Overview
Last updated
Last updated
A cross-section forecast problem
In finance, predicting asset price returns is a fascinating yet very hard problem. For this reason, alternative prediction problems have emerged in an attempt to circumvent these difficulties and still obtain predictions with tradeable potential. One of the most interesting alternatives is the problem of identifying the relative ordering in performance of an investment vehicle, in the cross-section of a pool or subset of them. This is the cross-section forecast problem. In this setting, we track a pool of investment vehicles that are generally obtained through some rule (for example S&P 500 tracks the stock performance of the 500 largest companies in the US) at different dates. This pool is known as the universe in financial jargon and its definition is an object of study by itself. The goal of this competition is to rank the performance of all assets in the universe from best to worst at each given date. The target to predict in this competition is the ranking of the future performance of each asset, remapped to the interval [-1,1], and the scoring function is Spearman's rank correlation between the predicted vs true rankings.

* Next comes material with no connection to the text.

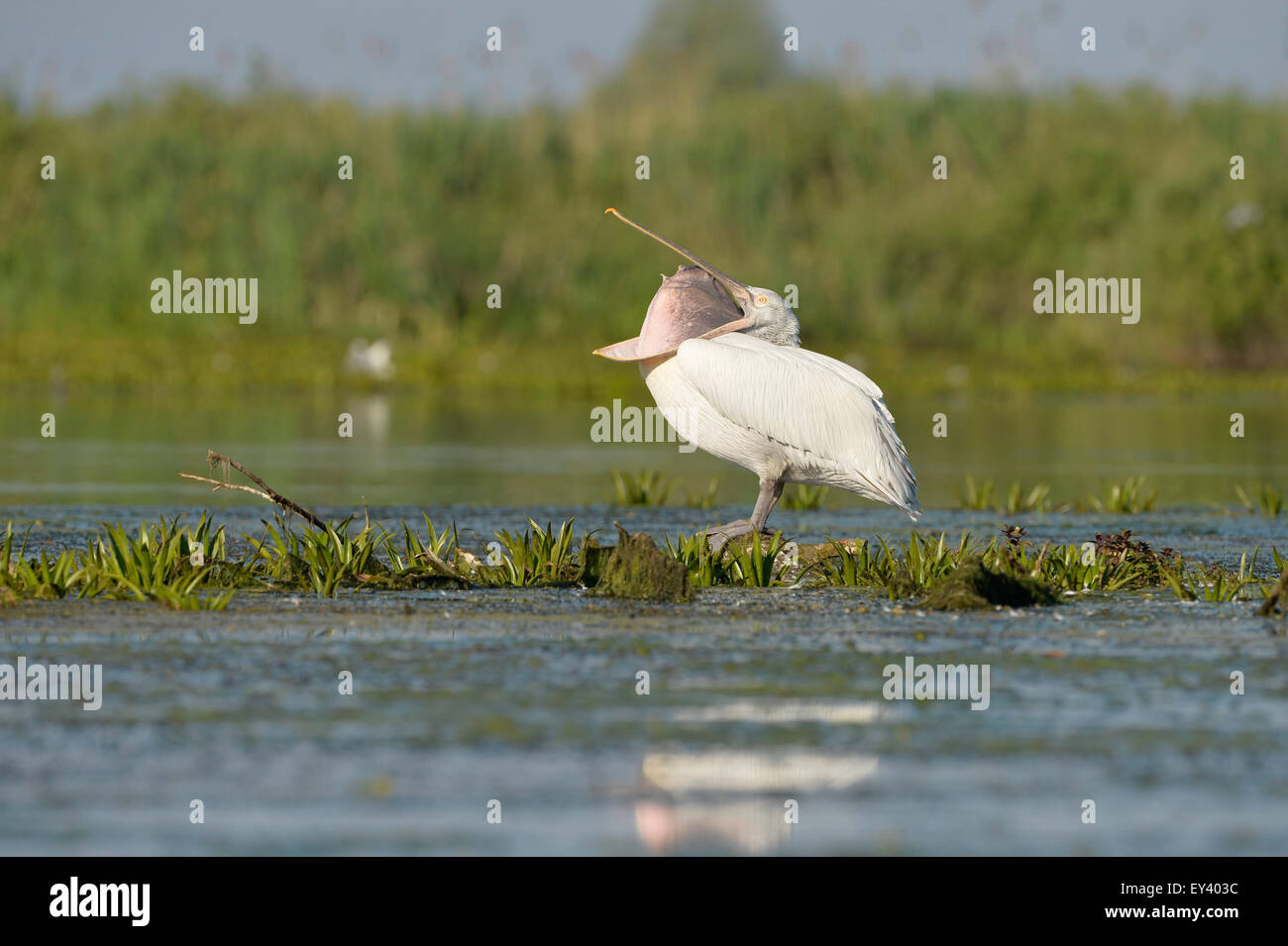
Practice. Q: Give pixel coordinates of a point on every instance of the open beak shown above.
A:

To illustrate an interesting use case of this problem, we can imagine an investment strategy that is long on the best-performing element of the universe, and short in the worst. In this setting, no matter the direction of the market is still possible to obtain positive returns - or to minimize losses.
The dataset presented to the competitors is an obfuscated version of high-quality market data. Therefore, details such as the nature of each investment vehicle, the constant frequency at which dates are measured, and the definition of each feature, are not available. We hope you enjoy the challenge!

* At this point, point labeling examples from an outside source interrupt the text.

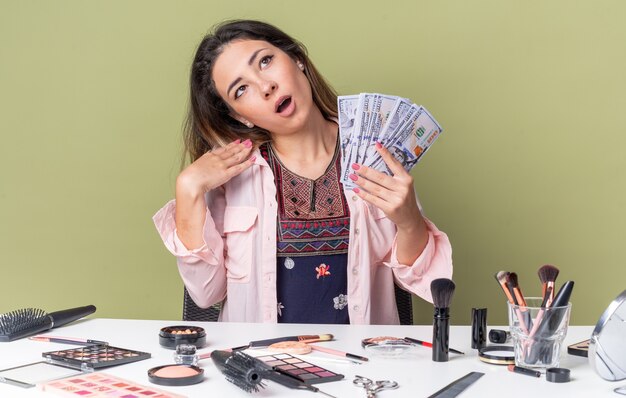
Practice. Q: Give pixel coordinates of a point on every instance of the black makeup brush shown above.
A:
(240, 369)
(547, 276)
(26, 322)
(501, 278)
(442, 290)
(247, 372)
(517, 290)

Competition phases and format
This competition is focused on forecasting and has two phases. The first is the submission phase where participants can submit and test their models. The second phase, which is automatic, involves running the models against unobserved live market data.

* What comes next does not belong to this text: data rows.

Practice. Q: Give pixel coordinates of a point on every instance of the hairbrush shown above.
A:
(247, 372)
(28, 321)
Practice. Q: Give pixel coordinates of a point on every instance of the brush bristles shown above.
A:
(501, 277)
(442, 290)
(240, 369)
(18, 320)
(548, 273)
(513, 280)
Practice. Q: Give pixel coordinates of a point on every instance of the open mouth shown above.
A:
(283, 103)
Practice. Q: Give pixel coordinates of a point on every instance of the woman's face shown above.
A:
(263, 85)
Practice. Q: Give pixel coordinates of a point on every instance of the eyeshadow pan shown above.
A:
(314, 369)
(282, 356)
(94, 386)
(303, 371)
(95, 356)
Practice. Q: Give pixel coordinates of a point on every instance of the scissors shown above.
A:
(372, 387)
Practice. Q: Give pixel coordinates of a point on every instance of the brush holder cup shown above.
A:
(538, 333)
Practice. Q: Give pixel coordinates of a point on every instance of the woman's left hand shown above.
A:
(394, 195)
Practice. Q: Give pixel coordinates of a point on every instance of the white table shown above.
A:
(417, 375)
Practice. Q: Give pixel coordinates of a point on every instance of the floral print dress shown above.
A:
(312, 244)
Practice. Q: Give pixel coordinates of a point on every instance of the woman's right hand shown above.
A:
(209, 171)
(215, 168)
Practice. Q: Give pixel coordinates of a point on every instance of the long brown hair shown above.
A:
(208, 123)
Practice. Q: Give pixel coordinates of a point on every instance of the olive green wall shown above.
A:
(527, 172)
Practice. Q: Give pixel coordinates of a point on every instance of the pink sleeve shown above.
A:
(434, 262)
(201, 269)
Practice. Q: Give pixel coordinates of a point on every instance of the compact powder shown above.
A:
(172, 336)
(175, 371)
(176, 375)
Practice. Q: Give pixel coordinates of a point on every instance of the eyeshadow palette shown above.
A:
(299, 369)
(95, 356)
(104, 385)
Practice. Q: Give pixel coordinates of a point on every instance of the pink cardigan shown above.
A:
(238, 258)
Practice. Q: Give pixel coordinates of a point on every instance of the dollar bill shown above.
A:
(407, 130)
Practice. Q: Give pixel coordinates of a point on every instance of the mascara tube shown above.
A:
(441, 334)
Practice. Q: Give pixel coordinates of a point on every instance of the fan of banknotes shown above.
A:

Submission phase - 12 weeks:
In the first phase, participants are required to submit either a Python notebook (.ipynb) or Python script (.py) file. This file should contain the necessary code to build, load, or update their models trained on the data. The code will be executed by the CrunchDAO platform for every submission, to obtain predictions on unseen data. Participants can either use static models, trained only once on the initial training set, or dynamic models that update or retrain themselves on the unseen data, as explained further in the documentation.
Out-of-Sample phase - 12 weeks:
In the second phase, also called Out-of-Sample (OOS), the participant's code will be automatically run by the platform on live market data and evaluated. In this phase, the participants won't be able to modify their code.
Why the two-phase approach?
Only the performance on Out-of-Sample data will be taken into account.
Reproducibility of the winning solution is ensured.
Participants won't be able to exploit data leaks.
CrunchDAO is acting as a third-party intermediary in this competition and will never communicate the code to the organizer in any way.